The gene encoding the VP19 envelope protein of white spot syndrome virus (WSSV) was cloned into pMAL-C2 expression vector and transformed into the BL21 Escherichia coli strain. After induction, recombinant maltose binding protein (MBP)-VP19 fusion protein was produced, purified and electroeluted before use for immunization in Swiss mice for monoclonal antibody (MAb) production. MAbs specific to VP19 can be used to detect natural WSSV infection in Penaeus vannamei by dot blotting, western blotting and immunohistochemistry without cross-reaction to other shrimp tissues or other common shrimp viruses, including Taura syndrome virus (TSV), yellow head virus (YHV), Penaeus monodon nucleopolyhedrovirus (PemoNPV) formerly called monodon baculovirus (MBV) and P. monodon densovirus (PmDNV) previously called hepatopancreatic parvovirus (HPV).

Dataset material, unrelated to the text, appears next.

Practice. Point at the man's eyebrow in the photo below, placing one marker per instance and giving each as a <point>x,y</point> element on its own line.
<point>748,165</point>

The detection sensitivity of the VP19-specific W25-8D MAb generated in this study was approximately 1.2 fmol/spot of purified recombinant MBP-VP19 protein as determined by dot blotting while that of a VP28-specific W29 MAb obtained from a previous study was approximately 5 fmol/spot. Combining MAbs specific for VP19 and VP28 resulted in two-fold higher sensitivity than use of either MAb alone. However, the sensitivity of the combined MAbs was 25,000 times lower than that of one-step PCR. Immunohistochemical analysis using MAbs specific to VP19 in WSSV-infected gill tissues and appendages demonstrated intense staining patterns in both the nucleus and cytoplasm compared to MAb specific to VP28. In conclusion, combination of VP19- and VP28-specific MAbs could confirm and enhance the sensitivity of WSSV detection in shrimp in various types of antibody-based assays.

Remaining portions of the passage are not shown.